In under five short years, the Gap of Rohan wall has come into being across the fells and plains between the White Mountains and the magnificent spurs of Maethedras [sic]. It hugs the lay of the land on the eastern valleys in sight of the River Angren (or Isen), twisting and curving to accentuate the defensible ground or spanning the wide dry valleys common in the Westfold.

It is a stout fortification, merely shoulder-height in most places, and wide enough for two men to pass on top. One could walk the length of the wall without setting foot on solid ground, except for the interruptions of gatehouses, where locked doors may bar further passage. Basic crenellations are present in lower stretches of the wall but they are for small cover only.

The engineers and the armymen have ensured the terrain on either sides of the wall are clear of forestry for a bowshot’s distance. Some effort has also gone into improving the Rohan-side terrain for cavalry travel at speed, though this work is not complete at the time of this report (and not all of the wall’s length will ever be traversible in this manner)

It is important to note that the wall is not designed to withstand attack without the men to defend it. And mile-castles stretch along the entire length of the wall (I am told 77 in total) each manned and patrolled by a cohort. There are three new settlements behind the wall, begun as construction towns, but intended for permanent garrison by Gondorian and Rohirrim troops. The least said about life in these towns the better – they have yet to lose their air of frontier spirit.

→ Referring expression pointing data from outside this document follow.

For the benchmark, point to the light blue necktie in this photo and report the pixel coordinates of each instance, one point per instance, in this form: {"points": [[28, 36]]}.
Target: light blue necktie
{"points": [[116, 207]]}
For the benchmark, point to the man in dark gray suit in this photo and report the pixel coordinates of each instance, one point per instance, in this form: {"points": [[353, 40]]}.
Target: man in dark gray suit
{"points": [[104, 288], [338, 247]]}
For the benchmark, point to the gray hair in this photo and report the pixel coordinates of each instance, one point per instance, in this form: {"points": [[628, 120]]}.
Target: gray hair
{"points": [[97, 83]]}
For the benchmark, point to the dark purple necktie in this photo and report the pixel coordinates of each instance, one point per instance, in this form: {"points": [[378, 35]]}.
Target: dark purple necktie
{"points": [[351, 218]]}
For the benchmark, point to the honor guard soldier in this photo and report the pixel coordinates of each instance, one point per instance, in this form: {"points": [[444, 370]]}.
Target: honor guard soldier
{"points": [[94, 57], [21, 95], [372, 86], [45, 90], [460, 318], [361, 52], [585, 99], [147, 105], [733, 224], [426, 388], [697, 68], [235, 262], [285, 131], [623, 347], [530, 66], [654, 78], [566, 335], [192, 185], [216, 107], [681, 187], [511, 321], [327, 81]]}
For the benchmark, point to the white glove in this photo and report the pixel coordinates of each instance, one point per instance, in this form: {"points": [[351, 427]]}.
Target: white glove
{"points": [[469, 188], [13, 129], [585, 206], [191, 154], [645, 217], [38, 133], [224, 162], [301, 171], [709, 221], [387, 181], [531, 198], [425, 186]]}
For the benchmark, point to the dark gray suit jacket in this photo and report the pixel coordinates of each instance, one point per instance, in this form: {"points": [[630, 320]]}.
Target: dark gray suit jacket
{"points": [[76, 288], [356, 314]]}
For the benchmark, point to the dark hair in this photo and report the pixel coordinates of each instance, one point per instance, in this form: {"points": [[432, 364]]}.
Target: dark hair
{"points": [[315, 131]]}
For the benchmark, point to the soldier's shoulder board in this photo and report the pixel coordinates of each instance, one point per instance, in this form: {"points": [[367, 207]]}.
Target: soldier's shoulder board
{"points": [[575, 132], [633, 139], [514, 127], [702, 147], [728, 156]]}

The southern wall climbs high into the White Mountains, ending interlocked with a northern spur of the mighty mountain Thrihyrne – almost in mimicry of the deeping wall that used to lie on the other side of this mountain, where it snaked from the Hornburg to the valley below.

At the northern end, there is but one mountain ascent to the final outpost. The mountain here provides a natural defensive cliff of over a hundred feet, and from the low turret one can see the spire of Angrenost (Orthanc) across the sea of whispering, uninviting green that is the Isengard forest.

The wall is in large part symbolic; it proclaims that the border of the civilised world shall not be challenged by the heathens in the North. Whether it is truly the last resort in defending against the conflicts of the northmen, as many in Minas Tirith argue, it is hard to concur. While not on the scale of the buildings of ancient Numenor, it is a dazzling sight, and a confirmation of the authority and the will of the King.